Now that Angle moves from hopeful to nominee, the scrutiny will increase dramatically. Reid, who did not face a legitimate challenger in the Democratic primary, has already spent $10 million on the race. In an interview with The Daily Caller, Angle described herself as a “mainstream Republican” – an acknowledgment that she’s likely to painted as something other than mainstream.

A spokesman for Reid did not return a request for comment. But one Democratic leadership aide said in an interview that Angle’s election shows that Republicans “keep nominating troubled candidates.” The path for Harry Reid’s re-election, the aide said, is now “clearer and easier.”

“She’s going to make Rand Paul look like a reasonable statesman,” the source said, referencing the unquestionably conservative Republican from Kentucky.

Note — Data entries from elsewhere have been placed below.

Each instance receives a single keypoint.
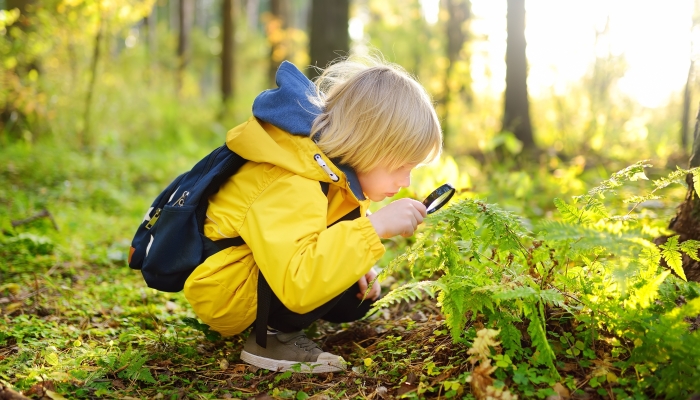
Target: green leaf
(52, 359)
(569, 213)
(696, 181)
(691, 247)
(647, 293)
(673, 256)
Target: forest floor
(76, 331)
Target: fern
(677, 176)
(589, 265)
(691, 247)
(696, 180)
(672, 255)
(569, 213)
(411, 291)
(133, 361)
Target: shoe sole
(284, 365)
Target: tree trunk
(516, 116)
(329, 32)
(686, 107)
(686, 223)
(276, 28)
(458, 12)
(85, 135)
(227, 50)
(183, 44)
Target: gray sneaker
(285, 350)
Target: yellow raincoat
(275, 203)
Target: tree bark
(686, 223)
(458, 12)
(227, 50)
(516, 116)
(276, 28)
(85, 135)
(183, 44)
(152, 39)
(329, 32)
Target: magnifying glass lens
(439, 197)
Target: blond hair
(374, 113)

Democrats will likely pounce on her stances — like wanting to abolish the Department of Education, proposing withdrawing from the United Nations, suggesting phasing out Medicare and Social Security through privatization, among others — as extreme. Even though she’s a Southern Baptist, her opponents have tried to link her to Scientology through her past support of therapy for state prisoners used by members of the religion.

But Hart hinted that Reid’s campaign isn’t the only with opposition research at its disposal.

“There’s a lot of things about Harry Reid that people don’t know,” he said.